The prospects and significance of litigation

Realistically, while the allegations in the indictment are serious, it is not so easy for the plaintiffs to succeed in bringing down OpenAI and Microsoft. After all, Microsoft, as a defendant, has a strong legal team and strong financial support. Even if it does succeed, it will probably have to go through a protracted litigation. In fact, according to convention, the most likely way to end this case is for the original defendants to reach a settlement, OpenAI and Microsoft accept part of the plaintiff's claims, and give a small amount of compensation. That is, despite the thunder of the case, the final result may be just a few little rains.

However, although the tedious ending is likely to be doomed, at this moment, the case itself is still very meaningful. Since last year, generative AI has exploded. Unlike the past technology boom, it is not traditional giants such as Google and Facebook that are leading this outbreak, but a small startup such as OpenAI. With strong technology and an inspirational company image, it's easy to forget the risks behind the products it's promoting. With the rapid popularization of generative AI models, the associated risks have become more and more difficult to ignore, so at this point in time, it is very valuable to clarify the problem through such a lawsuit and let more people realize the risks behind the development of AI.

Admittedly, most of the issues raised by the plaintiff's lawyer in the indictment existed, but I personally believe that there are debatable areas for the legal remedies he proposed.

At this stage, various types of AI models have been widely used, and it is unrealistic to stop using these models immediately, as the plaintiff demanded.
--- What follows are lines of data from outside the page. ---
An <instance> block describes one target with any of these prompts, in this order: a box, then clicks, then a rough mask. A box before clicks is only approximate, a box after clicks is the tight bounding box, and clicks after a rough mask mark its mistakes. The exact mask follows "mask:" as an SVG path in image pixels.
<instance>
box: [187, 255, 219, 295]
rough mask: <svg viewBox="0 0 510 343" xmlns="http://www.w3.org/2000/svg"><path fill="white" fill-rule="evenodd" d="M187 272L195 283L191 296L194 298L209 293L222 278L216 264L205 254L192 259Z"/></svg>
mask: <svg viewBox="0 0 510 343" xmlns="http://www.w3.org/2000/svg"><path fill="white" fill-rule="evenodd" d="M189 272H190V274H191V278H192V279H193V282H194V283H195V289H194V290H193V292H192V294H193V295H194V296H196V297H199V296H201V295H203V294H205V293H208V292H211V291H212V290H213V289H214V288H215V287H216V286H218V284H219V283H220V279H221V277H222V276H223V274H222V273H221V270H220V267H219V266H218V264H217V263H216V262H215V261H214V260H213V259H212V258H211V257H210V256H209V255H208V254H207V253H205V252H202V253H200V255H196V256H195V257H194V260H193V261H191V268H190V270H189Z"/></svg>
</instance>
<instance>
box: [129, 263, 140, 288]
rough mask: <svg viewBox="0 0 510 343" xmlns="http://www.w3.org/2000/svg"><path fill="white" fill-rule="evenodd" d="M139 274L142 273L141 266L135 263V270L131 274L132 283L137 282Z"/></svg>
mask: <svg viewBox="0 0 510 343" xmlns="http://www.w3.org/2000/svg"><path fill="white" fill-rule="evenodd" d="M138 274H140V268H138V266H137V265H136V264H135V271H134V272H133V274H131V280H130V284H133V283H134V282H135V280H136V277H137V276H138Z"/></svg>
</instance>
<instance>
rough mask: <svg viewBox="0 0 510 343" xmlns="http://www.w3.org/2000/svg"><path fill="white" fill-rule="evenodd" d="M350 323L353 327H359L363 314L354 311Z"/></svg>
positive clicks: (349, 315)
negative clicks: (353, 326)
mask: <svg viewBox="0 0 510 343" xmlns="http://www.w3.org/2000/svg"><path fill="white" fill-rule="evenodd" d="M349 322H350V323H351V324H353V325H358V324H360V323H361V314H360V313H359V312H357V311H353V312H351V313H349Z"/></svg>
In contrast, a more prudent approach might be to gradually strengthen governance as it develops.

In fact, many of the problems given in the indictment can be solved by technical means, such as strengthening verification during the registration process, which can solve the problem of minors falsifying their ages; Through federated learning and other methods, the privacy leakage caused by data collection can be effectively alleviated; With the help of technologies such as blockchain, the flow of data can be tracked. I think it might be a better solution if OpenAI and Microsoft, after making huge revenues through AI, put a portion of their profits into technology to overcome previous problems and achieve a better balance between development and governance for their AI models.